The XML ITS includes a number of 'secret' transforms (actually, they are not secret, but they are exceedingly poorly documented). The UML ITS proposes to be extremely specific about the wire format, in the recognition that it's the wire format that users actually finally encounter and must master. It's goal is to be able to go to an implementer and offer them a "thing" they can use, an implementable model. The implementable model (dubbed a XUM) will be normative and will be published as UML and XML schema.

There may be a number of implementation decisions and transforms (i.e. policies) made between the RBM and the on-the-wire format. These are made before the UML and schema are built, and are explicit in them. These changes are discussed in UML ITS Policy.

RBM <--Policies--> XUM Implementable Models (UML diagram <-> Schema)

The output of the ITS can be used for code generation. It will be tested with common tools. The XUM works with the commonly used tools, and it correctly specifies the wire format. It doesn't completely describe the validation rules for the message, no schema or UML model will be able to do that, because the HL7 models rely heavily on terminology. A XUM consists of a pair of schemas and UML diagrams that specify the exact same wire format, implementers can code generate from them and exchange data. WYSIWYG: What you see in the schema or in the diagram, is exactly what goes on the wire.

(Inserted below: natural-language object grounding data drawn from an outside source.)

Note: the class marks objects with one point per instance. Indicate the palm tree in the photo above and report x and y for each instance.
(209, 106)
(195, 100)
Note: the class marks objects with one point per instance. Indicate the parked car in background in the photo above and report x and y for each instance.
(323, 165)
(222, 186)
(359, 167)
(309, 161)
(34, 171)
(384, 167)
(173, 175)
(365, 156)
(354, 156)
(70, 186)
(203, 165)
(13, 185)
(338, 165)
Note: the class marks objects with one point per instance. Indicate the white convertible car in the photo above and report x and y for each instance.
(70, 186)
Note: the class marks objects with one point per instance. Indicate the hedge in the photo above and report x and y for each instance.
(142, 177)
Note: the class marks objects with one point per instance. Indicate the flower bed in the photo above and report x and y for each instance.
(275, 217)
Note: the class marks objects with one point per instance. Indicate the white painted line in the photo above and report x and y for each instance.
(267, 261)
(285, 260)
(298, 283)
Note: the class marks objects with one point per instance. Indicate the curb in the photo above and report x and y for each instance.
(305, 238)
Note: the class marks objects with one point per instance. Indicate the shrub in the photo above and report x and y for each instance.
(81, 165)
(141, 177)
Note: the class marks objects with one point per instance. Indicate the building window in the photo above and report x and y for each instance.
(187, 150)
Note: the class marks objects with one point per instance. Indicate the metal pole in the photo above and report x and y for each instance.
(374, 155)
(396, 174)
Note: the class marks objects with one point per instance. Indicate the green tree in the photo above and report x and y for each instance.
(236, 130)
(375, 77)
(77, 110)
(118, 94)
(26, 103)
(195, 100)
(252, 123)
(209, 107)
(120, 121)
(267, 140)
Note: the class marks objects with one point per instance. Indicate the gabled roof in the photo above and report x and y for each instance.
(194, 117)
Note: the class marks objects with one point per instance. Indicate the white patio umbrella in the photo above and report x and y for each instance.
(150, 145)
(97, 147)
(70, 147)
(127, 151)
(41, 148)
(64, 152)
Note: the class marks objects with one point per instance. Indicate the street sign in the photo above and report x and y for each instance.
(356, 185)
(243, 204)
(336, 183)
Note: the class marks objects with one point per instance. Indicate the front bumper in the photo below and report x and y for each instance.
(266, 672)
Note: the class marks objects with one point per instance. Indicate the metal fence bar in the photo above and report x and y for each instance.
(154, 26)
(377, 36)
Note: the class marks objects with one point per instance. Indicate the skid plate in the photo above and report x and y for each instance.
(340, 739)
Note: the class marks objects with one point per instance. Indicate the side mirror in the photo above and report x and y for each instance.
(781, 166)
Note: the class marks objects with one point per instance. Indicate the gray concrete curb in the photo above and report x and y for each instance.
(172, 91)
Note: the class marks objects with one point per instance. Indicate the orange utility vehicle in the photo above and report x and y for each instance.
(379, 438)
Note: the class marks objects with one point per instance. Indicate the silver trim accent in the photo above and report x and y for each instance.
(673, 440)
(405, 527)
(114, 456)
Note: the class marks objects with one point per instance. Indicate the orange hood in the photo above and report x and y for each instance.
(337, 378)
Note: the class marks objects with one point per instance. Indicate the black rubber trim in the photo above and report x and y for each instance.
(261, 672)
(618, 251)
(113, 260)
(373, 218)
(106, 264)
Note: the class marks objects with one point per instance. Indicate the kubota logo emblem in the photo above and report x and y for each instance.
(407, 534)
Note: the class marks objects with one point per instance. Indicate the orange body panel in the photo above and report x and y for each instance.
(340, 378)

There is existing work outside HL7 on the question of transforming from UML diagrams to an XML instance or a schema. The UML ITS is intended to leverage this work (One of the existing issues is that UML to XSD transform requires sequencing of the associations, which is a "bit of magic", but does need to be represented explicitly).

See XUM for details of the imeplementable UML model/schema.

Normative

XUMs will be normative. We do not claim that these are the only model that can apply, but we assert that the XUM is a reliable correct definition of the wire format. Specifically we allow for things such as schema artifacts in the instance of the message. If the message fails schema validation, it is necessarily incorrect. If the message passes schema validation, the format is correct, but the actual data contents may not.

It expresses a RIM-Based Model (RBM) both in terms of a XML schema as well as a UML model. The UML model is the equivalent (or as closely as possible) of the schema and vice versa.